Monitoring Wired Network Health

On the Health page, the Wired tab provides switch-related performance by giving insights into key metrics and showing aggregate values for critical network performance indicators.

On the Health page, the Wired tab is designed to facilitate KPI and service level agreement (SLA) tracking, allowing for real-time monitoring and management of network health. KPIs are organized into four categories: Overview, Connection, Performance, and Infrastructure. Each category provides access to specific health data relevant to the KPI metrics in each section, enabling you to pinpoint and address issues efficiently. Additionally, custom SLA thresholds can be configured for a subset of these KPIs, offering tailored monitoring and alerting based on specific network requirements.

Note: You can only view and manage network data for the domains to which you have access, based on the resource group creation and the role assigned to you as a user. For more information, refer to User Management and Roles and Resource Groups.

Accessing the Health Page for Wired Network

To access the Health page for the wired portion of your networks, navigate to AI Assurance > Network Assurance > Health > Wired tab. The Wired page is displayed.
Note: Data is displayed for switches running FastIron firmware version 10.0.10d or later or SmartZone version 7.x or later.
Health - Wired Tab

The Network Hierarchy filter and Date and Time filter are displayed in the upper-right corner of the Content panel. These options control the elements displayed within the Content Panel. For more information, refer to Network Hierarchy Filter and Date and Time filter.

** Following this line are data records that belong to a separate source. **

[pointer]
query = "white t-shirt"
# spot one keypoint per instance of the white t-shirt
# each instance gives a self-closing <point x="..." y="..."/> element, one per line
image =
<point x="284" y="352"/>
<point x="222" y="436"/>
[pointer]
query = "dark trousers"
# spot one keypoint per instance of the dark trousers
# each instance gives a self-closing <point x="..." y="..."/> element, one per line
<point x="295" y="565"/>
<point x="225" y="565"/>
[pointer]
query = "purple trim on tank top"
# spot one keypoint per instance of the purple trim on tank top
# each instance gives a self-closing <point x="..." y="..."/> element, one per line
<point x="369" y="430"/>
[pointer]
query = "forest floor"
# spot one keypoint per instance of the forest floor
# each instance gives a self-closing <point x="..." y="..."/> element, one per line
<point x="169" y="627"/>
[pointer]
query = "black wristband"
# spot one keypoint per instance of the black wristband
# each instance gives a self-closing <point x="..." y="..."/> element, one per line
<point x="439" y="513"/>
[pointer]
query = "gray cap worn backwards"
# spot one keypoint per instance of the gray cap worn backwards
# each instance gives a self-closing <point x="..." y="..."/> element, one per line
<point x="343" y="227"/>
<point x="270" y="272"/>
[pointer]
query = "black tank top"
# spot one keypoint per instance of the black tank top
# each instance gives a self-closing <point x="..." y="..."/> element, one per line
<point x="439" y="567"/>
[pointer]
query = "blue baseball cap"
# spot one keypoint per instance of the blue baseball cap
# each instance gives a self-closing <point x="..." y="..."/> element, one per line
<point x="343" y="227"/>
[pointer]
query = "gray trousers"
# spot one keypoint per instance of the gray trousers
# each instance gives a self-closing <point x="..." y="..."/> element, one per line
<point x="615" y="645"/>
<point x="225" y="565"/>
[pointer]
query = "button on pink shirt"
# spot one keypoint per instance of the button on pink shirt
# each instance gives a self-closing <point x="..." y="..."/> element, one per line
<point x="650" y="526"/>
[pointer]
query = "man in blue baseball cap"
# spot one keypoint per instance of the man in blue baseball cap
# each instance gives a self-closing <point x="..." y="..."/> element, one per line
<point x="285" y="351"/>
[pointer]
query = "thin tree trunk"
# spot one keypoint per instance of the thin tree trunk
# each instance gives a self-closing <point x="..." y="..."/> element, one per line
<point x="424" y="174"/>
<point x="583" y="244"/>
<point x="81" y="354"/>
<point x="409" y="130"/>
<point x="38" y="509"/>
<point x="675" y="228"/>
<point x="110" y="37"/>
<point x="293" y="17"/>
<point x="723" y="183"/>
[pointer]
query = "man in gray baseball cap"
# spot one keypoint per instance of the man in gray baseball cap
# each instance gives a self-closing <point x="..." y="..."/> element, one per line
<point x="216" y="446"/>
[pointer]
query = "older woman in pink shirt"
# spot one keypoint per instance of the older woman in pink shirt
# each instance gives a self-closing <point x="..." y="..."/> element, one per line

High-level Network Health Metrics

The multi-colored metrics panel provides real-time data on critical network performance indicators such as DHCP Success, Congested Uplink Ports, Multicast Storm Ports, and High CPU. Each tile displays an aggregated value, enabling quick assessment and proactive management of network health. Note that the colors of the tiles (green, red, yellow, and gray) are fixed and do not indicate the health status of the metrics. Clicking the More Details option on each tile opens a sidebar that displays more details about the most impacted switches with respect to each metric.
High-level Network Health Metrics
Note: The calculation of the Congested Uplink Ports and Multicast Storm Ports health metrics remains independent of the custom SLA defined in the KPI charts below in the interface.
  • DHCP Success: Displays the percentage of successful DHCP bindings for switches that have DHCP snooping configured. A DHCP connection attempt is deemed successful when the device has received an IP address from the DHCP server. It is possible for a single device to have multiple DHCP connection attempts.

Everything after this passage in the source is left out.